Auf der Veranstaltung war auch die Organisation Teia anwesend, die die Hauptforderungen der Bevölkerung für Veränderungen im Kulturbereich verlas. Darunter befand sich beispielsweise die Genehmigung des Gesetzesentwurfes Cultura Viva („Lebendige Kultur“), über das derzeit im Senat debattiert wird. Repräsentanten der Regierung versprachen, die Prozesse zu beschleunigen.

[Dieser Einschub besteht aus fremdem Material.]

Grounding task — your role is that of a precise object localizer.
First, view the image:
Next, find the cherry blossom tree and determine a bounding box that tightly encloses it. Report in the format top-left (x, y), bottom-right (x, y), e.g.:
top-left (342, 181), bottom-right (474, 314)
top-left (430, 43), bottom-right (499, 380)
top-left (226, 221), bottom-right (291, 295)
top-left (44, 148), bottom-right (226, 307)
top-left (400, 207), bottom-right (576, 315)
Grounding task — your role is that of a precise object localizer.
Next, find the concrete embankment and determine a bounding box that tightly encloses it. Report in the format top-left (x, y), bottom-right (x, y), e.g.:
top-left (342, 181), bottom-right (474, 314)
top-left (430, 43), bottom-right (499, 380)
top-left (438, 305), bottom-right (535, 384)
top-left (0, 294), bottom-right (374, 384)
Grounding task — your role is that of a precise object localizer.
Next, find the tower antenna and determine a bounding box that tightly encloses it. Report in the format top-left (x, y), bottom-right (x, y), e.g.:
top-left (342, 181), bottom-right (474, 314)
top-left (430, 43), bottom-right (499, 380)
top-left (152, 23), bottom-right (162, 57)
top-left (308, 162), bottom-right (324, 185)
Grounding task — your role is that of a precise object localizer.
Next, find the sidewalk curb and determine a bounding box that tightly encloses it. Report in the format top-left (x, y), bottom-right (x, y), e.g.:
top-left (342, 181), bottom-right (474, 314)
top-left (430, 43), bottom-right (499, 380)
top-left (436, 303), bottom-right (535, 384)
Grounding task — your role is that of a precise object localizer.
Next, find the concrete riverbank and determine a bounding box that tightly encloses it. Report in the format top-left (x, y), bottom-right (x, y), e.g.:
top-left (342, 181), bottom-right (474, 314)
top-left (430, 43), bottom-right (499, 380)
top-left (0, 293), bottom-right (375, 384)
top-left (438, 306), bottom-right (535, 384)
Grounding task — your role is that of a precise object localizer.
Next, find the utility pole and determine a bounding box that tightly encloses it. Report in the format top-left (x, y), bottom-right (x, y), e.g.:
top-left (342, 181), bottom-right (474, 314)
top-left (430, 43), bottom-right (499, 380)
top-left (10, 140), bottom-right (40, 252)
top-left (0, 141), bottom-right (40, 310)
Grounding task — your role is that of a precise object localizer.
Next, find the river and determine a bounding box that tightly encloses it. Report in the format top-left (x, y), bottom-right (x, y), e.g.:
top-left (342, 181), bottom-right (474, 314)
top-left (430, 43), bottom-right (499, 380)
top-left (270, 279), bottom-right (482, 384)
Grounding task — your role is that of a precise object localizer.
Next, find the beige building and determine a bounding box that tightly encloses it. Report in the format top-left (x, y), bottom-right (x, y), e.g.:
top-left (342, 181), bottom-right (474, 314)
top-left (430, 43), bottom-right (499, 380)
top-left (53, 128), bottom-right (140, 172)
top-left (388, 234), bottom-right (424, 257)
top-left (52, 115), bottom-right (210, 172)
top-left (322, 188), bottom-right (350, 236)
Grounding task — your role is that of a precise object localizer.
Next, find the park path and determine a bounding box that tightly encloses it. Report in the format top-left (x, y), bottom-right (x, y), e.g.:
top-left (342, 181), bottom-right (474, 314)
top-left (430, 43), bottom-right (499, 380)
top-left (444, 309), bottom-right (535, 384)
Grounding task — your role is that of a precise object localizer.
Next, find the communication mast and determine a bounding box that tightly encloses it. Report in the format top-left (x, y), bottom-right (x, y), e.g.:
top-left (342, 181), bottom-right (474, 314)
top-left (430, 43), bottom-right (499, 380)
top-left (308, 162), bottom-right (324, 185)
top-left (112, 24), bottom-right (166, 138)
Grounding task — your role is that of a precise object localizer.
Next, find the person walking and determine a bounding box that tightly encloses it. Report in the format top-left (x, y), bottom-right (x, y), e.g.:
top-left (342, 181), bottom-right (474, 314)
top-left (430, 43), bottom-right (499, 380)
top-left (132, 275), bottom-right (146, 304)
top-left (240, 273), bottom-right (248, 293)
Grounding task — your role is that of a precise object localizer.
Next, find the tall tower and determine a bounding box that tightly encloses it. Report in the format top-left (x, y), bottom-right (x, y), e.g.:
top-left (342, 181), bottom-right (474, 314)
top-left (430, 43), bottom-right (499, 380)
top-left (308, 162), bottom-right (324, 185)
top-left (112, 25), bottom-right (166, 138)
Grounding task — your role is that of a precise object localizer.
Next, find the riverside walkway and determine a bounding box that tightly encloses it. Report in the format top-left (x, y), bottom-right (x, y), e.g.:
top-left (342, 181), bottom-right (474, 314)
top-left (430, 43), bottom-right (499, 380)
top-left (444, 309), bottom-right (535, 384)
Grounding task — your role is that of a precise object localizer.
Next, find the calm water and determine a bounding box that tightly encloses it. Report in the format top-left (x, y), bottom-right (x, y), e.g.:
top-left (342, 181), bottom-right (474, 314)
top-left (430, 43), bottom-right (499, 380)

Lula Dantas, Vertreter der Nationalen Kommission für Kulturzentren (Comissão Nacional dos Pontos de Cultura), kritisierte, dass man bereits seit einem Jahr auf die gestrigen Bekanntgaben gewartet hätte. Des Weiteren wies er darauf hin, dass die finanzielle Unterstützung, die auf bestimmte Projekte beschränkt ist, nicht eine kontinuierliche Kulturpolitik garantiere. „Wir brauchen keine Politik, die nur für thematische Aktionen eingesetzt wird, wir brauchen eine Kulturpolitik, die Kontinuität hat.“ Ein weiterer Kritikpunkt Dantas war, dass die bürokratischen Prozesse immer noch sehr kompliziert seien und dass diese Problematik die Teilnahme von traditionellen Gruppen erschweren würde. Als Antwort darauf versprach Ministerin Suplicy, sich für die Vereinfachung von Prozessen einzusetzen. (ds)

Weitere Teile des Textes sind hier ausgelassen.